Die AfD muss sich vor einer Wagenknecht-Partei jedenfalls nicht fürchten, wenn sie ihre zentralen Themenfelder konsistent zusammenhält und insbesondere bei der Schnittstelle von sozialer Gerechtigkeit und Migration keine Angriffsflächen oder Lücken für eine potentielle Wagenknecht-Partei hinterlässt.
Uwe Lay
Eine neu gegründete Partei unter Frau Wagenknechts Führung könnte zu einer Gefährdung der AfD werden, wenn dieser Partei es nicht gelingt, sozialpolitisch sich von ihrem Marktwirtschaftsliberalismus zu lösen. Zudem ist davon auszugehen, daß diese Partei als die Alternative zur AfD auch von den Medien unterstützt wird getreu der Maxime:Spalte und herrsche! Frau Wagenknecht verfügt zu dem über eine große Ausstrahlungskraft, sie kann so Menschen für sich gewinnen- eine solche Führungskraft fehlt der AfD.

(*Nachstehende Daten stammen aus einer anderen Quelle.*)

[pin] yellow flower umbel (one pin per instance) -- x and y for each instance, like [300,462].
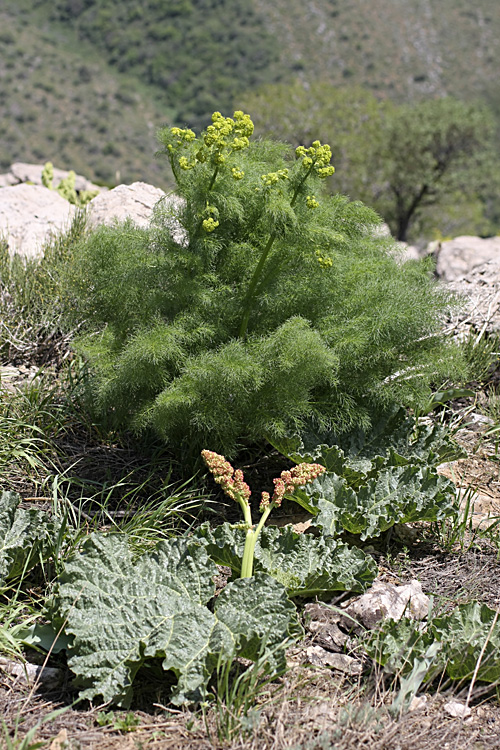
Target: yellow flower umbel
[316,158]
[223,138]
[235,487]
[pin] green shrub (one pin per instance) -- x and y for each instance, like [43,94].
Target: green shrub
[255,305]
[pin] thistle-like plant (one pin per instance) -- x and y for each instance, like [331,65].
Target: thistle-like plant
[257,305]
[234,486]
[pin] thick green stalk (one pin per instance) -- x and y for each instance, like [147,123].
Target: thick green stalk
[250,542]
[248,553]
[253,283]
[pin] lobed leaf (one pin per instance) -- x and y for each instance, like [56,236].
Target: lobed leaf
[305,565]
[122,612]
[399,494]
[469,632]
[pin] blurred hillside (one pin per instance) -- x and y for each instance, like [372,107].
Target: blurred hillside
[86,83]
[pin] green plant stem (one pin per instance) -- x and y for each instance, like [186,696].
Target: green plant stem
[250,542]
[260,265]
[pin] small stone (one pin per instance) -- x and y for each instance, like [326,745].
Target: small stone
[30,674]
[457,710]
[418,702]
[341,662]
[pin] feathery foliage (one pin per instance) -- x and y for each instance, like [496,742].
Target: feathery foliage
[254,305]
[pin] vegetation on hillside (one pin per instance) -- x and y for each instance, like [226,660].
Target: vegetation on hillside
[273,305]
[407,161]
[201,53]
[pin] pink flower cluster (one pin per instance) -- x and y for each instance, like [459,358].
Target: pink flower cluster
[230,480]
[289,481]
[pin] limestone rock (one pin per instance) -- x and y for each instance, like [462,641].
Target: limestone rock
[25,172]
[341,662]
[135,202]
[29,214]
[480,291]
[385,601]
[457,258]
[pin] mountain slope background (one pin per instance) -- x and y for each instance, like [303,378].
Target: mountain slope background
[86,83]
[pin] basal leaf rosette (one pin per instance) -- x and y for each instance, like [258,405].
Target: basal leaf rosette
[398,494]
[122,612]
[305,565]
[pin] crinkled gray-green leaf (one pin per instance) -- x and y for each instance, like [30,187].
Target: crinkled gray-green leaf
[469,632]
[394,440]
[307,566]
[398,645]
[123,611]
[464,633]
[24,534]
[258,614]
[399,494]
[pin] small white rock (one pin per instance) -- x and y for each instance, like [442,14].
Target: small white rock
[457,710]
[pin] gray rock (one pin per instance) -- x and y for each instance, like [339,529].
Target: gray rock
[457,258]
[480,292]
[341,662]
[385,601]
[135,202]
[7,179]
[29,215]
[32,173]
[29,674]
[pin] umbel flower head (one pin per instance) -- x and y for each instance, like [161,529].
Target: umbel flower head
[230,480]
[288,482]
[233,485]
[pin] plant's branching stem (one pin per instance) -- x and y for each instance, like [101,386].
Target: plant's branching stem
[260,265]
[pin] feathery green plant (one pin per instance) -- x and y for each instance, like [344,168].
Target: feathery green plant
[256,304]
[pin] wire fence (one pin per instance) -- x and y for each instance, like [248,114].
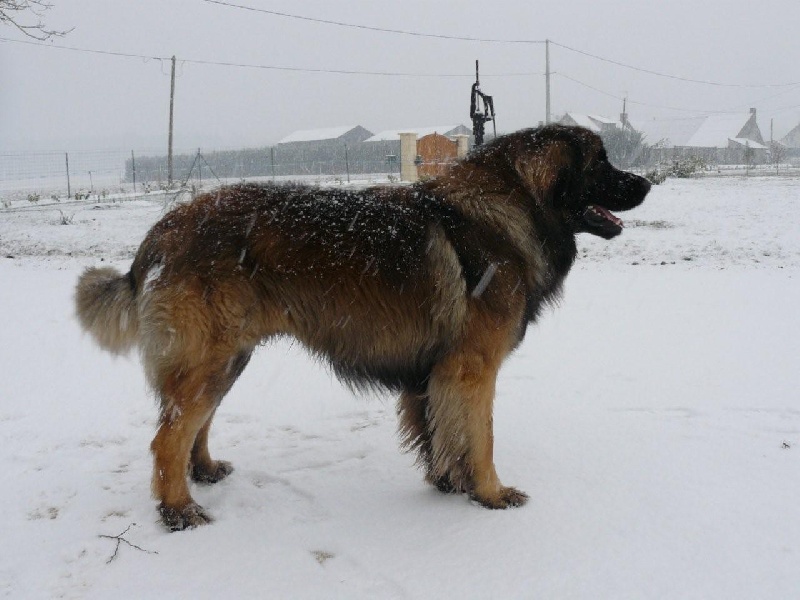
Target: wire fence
[57,176]
[44,177]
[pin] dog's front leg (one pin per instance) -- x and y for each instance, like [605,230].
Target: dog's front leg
[461,397]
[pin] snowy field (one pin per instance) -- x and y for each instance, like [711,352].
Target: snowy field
[653,417]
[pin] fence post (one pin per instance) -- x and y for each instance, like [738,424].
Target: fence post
[69,189]
[133,169]
[408,154]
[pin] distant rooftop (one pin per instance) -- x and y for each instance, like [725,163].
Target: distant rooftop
[315,135]
[716,130]
[394,134]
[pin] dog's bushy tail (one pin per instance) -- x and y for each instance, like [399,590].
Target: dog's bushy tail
[105,304]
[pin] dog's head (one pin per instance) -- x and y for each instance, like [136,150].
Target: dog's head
[566,170]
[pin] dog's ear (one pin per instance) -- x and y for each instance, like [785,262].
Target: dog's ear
[551,171]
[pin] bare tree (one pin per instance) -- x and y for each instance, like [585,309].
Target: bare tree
[14,13]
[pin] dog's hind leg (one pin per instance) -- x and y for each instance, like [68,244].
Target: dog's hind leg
[203,468]
[189,398]
[416,434]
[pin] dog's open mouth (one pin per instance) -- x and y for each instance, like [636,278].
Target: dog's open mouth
[601,221]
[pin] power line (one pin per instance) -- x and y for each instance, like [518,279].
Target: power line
[494,41]
[260,66]
[372,28]
[668,76]
[731,110]
[614,96]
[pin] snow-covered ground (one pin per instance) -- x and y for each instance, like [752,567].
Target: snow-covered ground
[653,417]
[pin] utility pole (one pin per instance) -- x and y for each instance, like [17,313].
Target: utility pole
[171,107]
[547,81]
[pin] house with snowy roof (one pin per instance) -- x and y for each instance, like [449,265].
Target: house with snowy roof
[392,135]
[596,123]
[792,139]
[727,139]
[345,134]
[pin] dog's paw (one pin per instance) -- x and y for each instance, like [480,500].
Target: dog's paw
[507,497]
[211,473]
[190,516]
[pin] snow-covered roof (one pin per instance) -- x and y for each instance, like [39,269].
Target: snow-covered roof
[394,134]
[594,123]
[669,132]
[748,143]
[716,130]
[315,135]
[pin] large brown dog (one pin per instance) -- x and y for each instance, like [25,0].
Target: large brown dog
[422,289]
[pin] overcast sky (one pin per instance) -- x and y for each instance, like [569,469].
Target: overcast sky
[57,99]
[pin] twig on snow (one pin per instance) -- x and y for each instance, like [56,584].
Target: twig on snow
[121,538]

Aber es ist auch zu fragen, ob es nicht eine Cooperation zwischen dieser Partei, wenn sie denn kommt,und der AfD geben könnte. Diese 2 Parteien hätten ja untereinander mehr Gemeinsamkeiten als mit allen anderen Parteien. Gelänge es, die Abgrenzeritis zu überwinden, könnten diese 2 viel erreichen.